The EU Directive on Restructuring and Insolvency1 requires Member States to incorporate minimum common standards into their national restructuring and insolvency laws by 17 July 2021, with an option to extend that deadline by one year. The intention of the Directive is to reduce barriers to the free flow of capital stemming from differences in Member States’ restructuring and insolvency frameworks, and to enhance the rescue culture in the EU.

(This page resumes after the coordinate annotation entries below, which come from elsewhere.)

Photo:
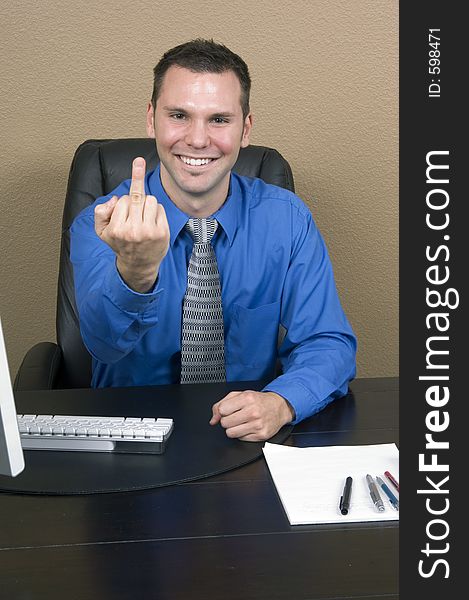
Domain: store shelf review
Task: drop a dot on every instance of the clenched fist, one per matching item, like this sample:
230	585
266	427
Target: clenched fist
136	228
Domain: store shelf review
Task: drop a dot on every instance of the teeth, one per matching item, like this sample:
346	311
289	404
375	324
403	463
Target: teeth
195	162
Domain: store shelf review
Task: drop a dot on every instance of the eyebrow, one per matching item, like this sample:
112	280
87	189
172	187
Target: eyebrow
183	110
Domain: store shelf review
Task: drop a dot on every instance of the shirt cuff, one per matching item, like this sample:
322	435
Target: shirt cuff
125	298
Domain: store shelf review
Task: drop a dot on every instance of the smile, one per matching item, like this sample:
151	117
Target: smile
195	162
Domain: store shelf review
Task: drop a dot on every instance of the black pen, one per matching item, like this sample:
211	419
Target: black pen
344	504
375	494
392	498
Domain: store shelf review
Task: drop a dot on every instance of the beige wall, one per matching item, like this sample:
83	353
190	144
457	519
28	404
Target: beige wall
325	93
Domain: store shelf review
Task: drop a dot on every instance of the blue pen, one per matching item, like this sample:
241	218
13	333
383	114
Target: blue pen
392	498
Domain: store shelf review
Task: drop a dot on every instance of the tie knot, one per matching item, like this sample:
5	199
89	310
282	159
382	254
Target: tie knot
202	230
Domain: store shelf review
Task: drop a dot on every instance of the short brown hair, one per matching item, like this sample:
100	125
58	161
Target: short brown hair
203	56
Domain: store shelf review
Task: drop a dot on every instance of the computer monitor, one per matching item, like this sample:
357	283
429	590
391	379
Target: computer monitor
11	452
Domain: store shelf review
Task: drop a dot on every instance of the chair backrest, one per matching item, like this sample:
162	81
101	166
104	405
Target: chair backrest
97	168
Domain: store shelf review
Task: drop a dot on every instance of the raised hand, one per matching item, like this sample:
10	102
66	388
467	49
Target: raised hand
136	228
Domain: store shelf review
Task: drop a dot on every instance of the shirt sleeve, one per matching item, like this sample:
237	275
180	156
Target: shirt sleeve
319	348
113	317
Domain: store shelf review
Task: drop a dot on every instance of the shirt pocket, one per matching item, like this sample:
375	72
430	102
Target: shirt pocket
253	334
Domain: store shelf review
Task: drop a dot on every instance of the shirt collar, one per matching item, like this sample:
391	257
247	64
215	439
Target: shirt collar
228	215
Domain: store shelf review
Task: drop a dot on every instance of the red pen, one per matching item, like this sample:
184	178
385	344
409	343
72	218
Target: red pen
392	480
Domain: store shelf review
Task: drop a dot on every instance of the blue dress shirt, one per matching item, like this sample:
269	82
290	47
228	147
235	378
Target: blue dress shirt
274	270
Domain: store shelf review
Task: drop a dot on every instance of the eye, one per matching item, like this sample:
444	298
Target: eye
220	120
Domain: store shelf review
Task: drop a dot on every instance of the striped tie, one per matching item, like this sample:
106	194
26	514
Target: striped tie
203	350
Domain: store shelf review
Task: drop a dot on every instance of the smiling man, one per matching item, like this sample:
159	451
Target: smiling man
186	273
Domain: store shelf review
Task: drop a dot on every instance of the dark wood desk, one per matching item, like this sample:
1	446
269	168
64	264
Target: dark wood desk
226	537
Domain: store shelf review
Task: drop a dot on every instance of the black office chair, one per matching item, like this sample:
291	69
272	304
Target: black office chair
97	168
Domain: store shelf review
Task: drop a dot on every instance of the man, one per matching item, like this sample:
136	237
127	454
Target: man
131	251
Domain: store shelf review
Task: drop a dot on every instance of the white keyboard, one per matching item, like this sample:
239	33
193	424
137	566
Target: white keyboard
94	434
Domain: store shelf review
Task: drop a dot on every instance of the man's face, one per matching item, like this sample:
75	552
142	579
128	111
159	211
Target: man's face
199	128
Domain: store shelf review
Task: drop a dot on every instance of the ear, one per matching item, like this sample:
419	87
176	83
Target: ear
246	131
150	121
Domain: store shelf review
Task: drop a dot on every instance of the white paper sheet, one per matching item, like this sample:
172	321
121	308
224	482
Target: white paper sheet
310	481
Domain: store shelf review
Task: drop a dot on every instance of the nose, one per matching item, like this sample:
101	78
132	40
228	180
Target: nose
197	134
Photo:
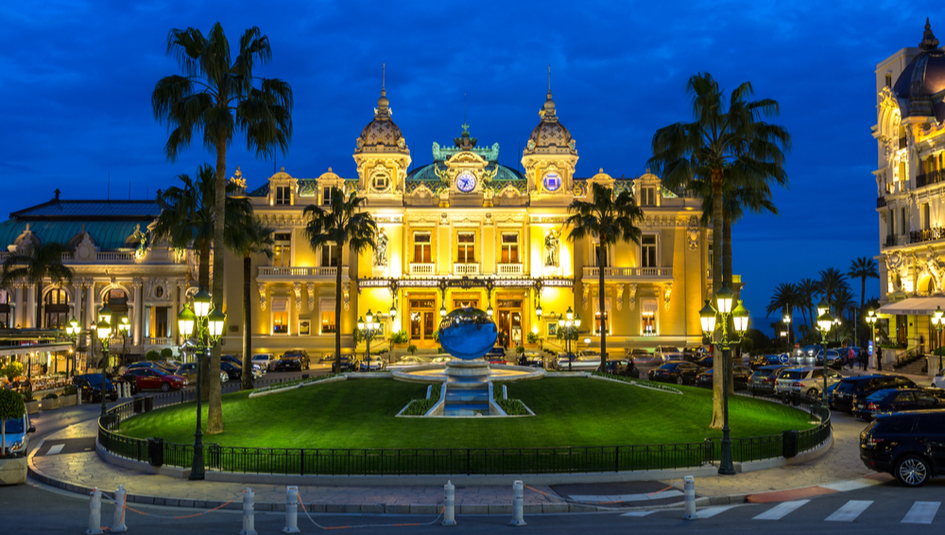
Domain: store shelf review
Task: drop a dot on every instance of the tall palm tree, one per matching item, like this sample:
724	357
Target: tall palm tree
255	238
187	219
721	142
610	219
863	268
220	97
343	224
35	263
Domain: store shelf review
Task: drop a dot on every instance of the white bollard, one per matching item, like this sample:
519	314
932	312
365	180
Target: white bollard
291	510
95	513
449	505
118	521
518	504
248	520
689	492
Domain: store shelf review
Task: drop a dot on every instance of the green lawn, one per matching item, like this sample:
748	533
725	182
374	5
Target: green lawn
570	412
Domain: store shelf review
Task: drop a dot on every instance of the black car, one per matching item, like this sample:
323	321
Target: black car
764	378
90	386
852	390
679	372
908	445
895	400
740	377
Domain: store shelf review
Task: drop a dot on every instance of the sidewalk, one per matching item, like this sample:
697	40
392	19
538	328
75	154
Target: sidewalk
67	459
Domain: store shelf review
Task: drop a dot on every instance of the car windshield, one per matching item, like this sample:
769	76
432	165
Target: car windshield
14	426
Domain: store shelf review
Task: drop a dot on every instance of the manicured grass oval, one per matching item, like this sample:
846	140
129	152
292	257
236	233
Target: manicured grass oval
570	412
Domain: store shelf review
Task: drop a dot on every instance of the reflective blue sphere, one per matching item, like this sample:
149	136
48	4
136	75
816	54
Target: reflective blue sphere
467	333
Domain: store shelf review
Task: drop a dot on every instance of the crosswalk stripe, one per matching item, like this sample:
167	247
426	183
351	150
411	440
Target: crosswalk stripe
849	511
781	510
921	513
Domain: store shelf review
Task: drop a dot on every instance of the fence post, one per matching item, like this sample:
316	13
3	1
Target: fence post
449	511
248	519
518	506
291	510
689	491
95	513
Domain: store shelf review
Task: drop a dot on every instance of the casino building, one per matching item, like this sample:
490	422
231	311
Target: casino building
460	230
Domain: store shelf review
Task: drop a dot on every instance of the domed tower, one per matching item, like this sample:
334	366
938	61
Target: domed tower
382	155
549	157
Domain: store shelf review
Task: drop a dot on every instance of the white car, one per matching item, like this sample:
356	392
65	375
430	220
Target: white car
265	361
807	380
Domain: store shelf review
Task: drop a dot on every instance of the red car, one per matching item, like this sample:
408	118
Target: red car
151	379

Notable features required to be included in Member States’ national laws include:
- An effective preventive restructuring framework to enable debtors experiencing financial difficulties to restructure at an early stage, with a view to preventing insolvency and ensuring their viability.
- A stay of up to four months extendable to up to 12 months to support negotiations of a restructuring proposal, which should prevent individual enforcement action and include rules preventing the withholding of performance, termination, acceleration or modification of essential contracts.
- An ability to cram down dissenting classes of creditors.
- Adequate protection for financing needed to allow the business to survive or to preserve the value of the business pending a restructuring, and for new financing necessary to implement a restructuring plan.
- Provision for honest, insolvent entrepreneurs to have access to a procedure that can lead to a full discharge of their debts (subject to limited exceptions) within three years.
Implementation in Finland
The directive has not yet been implemented.
The implementation date is currently unknown.
Recognition of foreign insolvency processes
EU Regulation on Insolvency Proceedings
The EU Regulation on Insolvency Proceedings2 applies to all EU Member States except Denmark and requires that certain collective insolvency proceedings, which are listed in Annex A to the Regulation, occurring in one EU Member State are automatically recognised in all other EU Member States and that each EU Member State automatically recognises the powers and authority of an insolvency practitioner appointed in another EU Member State.
Recognition of third country insolvency processes
According to the EU Regulation on Insolvency Proceedings any judgment opening insolvency proceedings handed down by a court of a Member State which has jurisdiction pursuant to Article 3 shall be recognised in all other Member States from the moment that it becomes effective in the State of the opening of proceedings.
The judgment opening insolvency proceedings as referred to in Article 3(1) shall, with no further formalities, produce the same effects in any other Member State as under the law of the State of the opening of proceedings, unless this Regulation provides otherwise and as long as no proceedings referred to in Article 3(2) are opened in that other Member State.
Insolvency changes in response to COVID-19
For more information on changes to insolvency law in Finland as a result of the COVID-19 pandemic please see our Guide to changes in insolvency law in response to COVID-19.
Law stated as at 23 September 2021
Contact: Nina Aganimov
1 Directive (EU) 2019/1023 of the European Parliament and of the Council of 20 June 2019 on preventive restructuring frameworks, on discharge of debt and disqualifications, and on measures to increase the efficiency of procedures concerning restructuring, insolvency and discharge of debt, and amending Directive (EU) 2017/1132.
2 Regulation (EU) 2015/848 of the European Parliament and of the Council of 20 May 2015 on insolvency proceedings (recast).